Hacker başta ona güvememem gerektiğini söylemişti. Acaba bu lider olayını biliyor muydu?

Lider Alkın olduğundan dolayı konuşmaları da şifrelemişti muhtemelen. O yüzden bilmiyor olabilir.

Acaba hacker benim bu işe girdiğimi bilse ne düşünürdü. Peki ya alkının beni sevdiğini bilse. Neyse şuanlık yapabileceğim herhangi bir şey yok.

Alkınla konuşmam gerekiyordu ama konuşmak istemiyordum.

Okulun bahçesinde tek başıma kafamdan geçen düşüncelerle ve ne yapmam gerektiğini bilmeden öylece oturuyordum.

Zil çaldığında düşüncelerden ayrılıp okulun giriş kapısına doğru yürüdüm.

Yan tarafımdan bana yaklaşan birisi kolumu tuttuğunda ona doğru döndüm ve kolumu elinden kurtardım.

"Söyle arda" dedim.
(Unutanlar için hatırlatma. Arda elçinle beraber berfinlerin evine gitmişti iş ortağıydılar)

"Ben kendi adıma özür diliyorum elçi. Arkandan iş çevirdiğim için üzgünüm. Ama yapmak zorundaydım. Nedenini sana açıklayamam. Belki affedersin bir gün" dedi arda.

"Açıkcası çok da önemli değil.
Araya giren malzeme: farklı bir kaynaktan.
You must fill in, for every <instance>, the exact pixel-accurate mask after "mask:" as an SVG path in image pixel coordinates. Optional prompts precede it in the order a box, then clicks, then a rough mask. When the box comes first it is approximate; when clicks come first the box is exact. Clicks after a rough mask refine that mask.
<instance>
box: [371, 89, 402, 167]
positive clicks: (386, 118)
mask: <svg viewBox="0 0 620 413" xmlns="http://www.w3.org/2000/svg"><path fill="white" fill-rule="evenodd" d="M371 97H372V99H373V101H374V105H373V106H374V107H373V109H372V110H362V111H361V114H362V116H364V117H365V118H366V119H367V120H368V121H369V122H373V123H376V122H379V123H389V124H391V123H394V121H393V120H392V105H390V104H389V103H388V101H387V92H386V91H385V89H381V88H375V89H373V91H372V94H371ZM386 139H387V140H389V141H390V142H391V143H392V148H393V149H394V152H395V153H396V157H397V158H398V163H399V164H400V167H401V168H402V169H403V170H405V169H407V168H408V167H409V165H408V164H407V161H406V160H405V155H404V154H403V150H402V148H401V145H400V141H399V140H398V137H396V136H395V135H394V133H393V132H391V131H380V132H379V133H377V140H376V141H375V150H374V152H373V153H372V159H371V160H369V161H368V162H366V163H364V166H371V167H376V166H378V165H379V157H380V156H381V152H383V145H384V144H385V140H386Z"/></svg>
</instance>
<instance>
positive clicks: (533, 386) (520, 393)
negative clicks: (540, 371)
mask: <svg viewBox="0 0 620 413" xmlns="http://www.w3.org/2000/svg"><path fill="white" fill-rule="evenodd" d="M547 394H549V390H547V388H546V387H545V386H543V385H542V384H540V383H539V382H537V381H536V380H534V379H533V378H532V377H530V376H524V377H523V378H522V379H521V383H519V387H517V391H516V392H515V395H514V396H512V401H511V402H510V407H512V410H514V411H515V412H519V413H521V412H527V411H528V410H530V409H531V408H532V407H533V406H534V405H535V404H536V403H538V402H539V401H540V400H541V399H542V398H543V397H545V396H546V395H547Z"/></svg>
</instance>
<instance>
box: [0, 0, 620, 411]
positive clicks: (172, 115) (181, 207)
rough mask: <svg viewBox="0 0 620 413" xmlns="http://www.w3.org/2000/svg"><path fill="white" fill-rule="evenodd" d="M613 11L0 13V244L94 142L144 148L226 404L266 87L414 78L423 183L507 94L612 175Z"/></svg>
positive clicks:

Alkına güvenmişken o arkamdan iş çevirdi. Seni hiç tanımıyordum o yüzden çok umursamıyorum. Ne de olsa dost kazığının yanında hafif kalıyor." Dedim bir çırpıda.

"Peki. Ben sadece suçlu hissettiğimden konuşmak istedim. Neyse kendine dikkat et görüşürüz."

"Mümkünse görüşmeyelim"

"Lafın gelişi demiştim. Bir daha görmek istemeyeceğini biliyorum"

"İyi. Anladıysan güzel. Görüşmemek üzere."

Konuşma çok da uzun sürmemişti ama yine de derse gecikmiştim. Şimdi geç kaldı kağıdı almam gerekiyordu.

Kağıdı almak için müdür yardımcısının odasına girip nutuk çektikten sonra sınıfa gittim ve sırama oturdum.

Normalde yanımda Alkın oturuyordu ama son olaylardan sonra süleymanla yer değişmişlerdi.

Süleyman da asla derste susmayan birisiydi.

Tarih hocamız kader hoca dersi anlatmaya dalmışken Süleyman hocayı yine bölmeye çalışıyordu.

"Hocam şimdi mohaç 2 saat mi sürdü. Vallaha inanmam ordunun hazırlanması o kadar sürer." Dedi Süleyman.

"2 saat sürdü dedim ya evladım. En kısa süren savaş bu."

"Vay bee 2 saatte savaş bile kazanılıyor."

"2 saatte başka şeyler de yapılıyor" dedi Furkan.

"Ne gibi furkancığım" dedi Süleyman.

Konu gezi mevzusuna geliyordu sanırım.
Furkanla Süleyman anlaşmışlardı geziye gitmek için hocayı kandıracaklardı.